UniQure N.V. on Wednesday said it entered a licensing deal which will provide CSL Behring exclusive global rights to etranacogene dezaparvovec, an investigational gene therapy for patients with hemophilia.
Last year, uniQure reported phase 2b results with AMT-061 - which aims to replace missing Factor IX in patients with haemophilia B - showing that the therapy raised levels of the clotting factor well above the level needed to reduce bleeding episodes.
Patients would only need one treatment, which would remove the need for ongoing therapies.
UniQure said it "will also be eligible to receive tiered double-digit royalties in a range of up to a low-twenties percentage of net product sales arising from the collaboration".
Under the agreement terms, uniQure will complete the phase three trial and scale up the manufacture for early commercial supply.

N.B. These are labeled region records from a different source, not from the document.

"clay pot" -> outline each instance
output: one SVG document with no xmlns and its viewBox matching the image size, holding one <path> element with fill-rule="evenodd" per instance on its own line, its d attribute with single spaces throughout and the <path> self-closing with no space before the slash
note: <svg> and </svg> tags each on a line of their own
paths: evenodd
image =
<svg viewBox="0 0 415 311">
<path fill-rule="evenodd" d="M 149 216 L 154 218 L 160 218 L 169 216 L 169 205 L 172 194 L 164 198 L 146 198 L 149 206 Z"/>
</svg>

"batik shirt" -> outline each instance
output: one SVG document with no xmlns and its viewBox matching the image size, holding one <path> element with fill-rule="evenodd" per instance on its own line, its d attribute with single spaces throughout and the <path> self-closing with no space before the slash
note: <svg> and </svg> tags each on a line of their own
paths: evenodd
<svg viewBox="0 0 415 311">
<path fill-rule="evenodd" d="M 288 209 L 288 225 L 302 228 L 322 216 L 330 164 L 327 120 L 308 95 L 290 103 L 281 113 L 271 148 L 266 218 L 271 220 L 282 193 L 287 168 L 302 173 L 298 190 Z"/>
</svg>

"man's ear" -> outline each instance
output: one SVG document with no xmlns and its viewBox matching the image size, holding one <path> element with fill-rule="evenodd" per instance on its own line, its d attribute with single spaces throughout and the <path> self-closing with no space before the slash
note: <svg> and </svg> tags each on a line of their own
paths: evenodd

Clinical development and regulatory activities performed by uniQure under the agreement will be reimbursed by CSL Behring.
Matt Kapusta, uniQure's CEO, said the transaction will provide the company with "significant financial resources" to advance its pipeline of other gene therapy candidates, including AMT-130 in Huntington's disease.
For CSL Behring, the acquisition will enhance its gene therapy portfolio. The company is now developing a stem cell gene therapy (CSL200) for the treatment of sickle cell disease and has recently established an alliance with Seattle Children's Research Institute to develop a stem cell gene therapy for primary immunodeficiency diseases - another rare disease area where CSL Behring has leading capabilities.
"We hope that it provides patients with an alternate best-in-class treatment option, building on our legacy of delivering lifesaving innovations in hematology", Paul stated.
CSL Behring has put patients first by addressing the world's most serious, complicated and rare diseases for over 100 years.
AMT-061 contains an AAV5 viral vector which has shown to be safe and well-tolerated in many clinical trials.
uniQure plans to continue to leverage its leading gene therapy platform, including the Company's deep expertise with AAV5, to develop potentially best-in-class gene therapies. No patient treated in clinical trials with uniQure's AAV5 gene therapies has experienced any cytotoxic T-cell-mediated immune response to the capsid.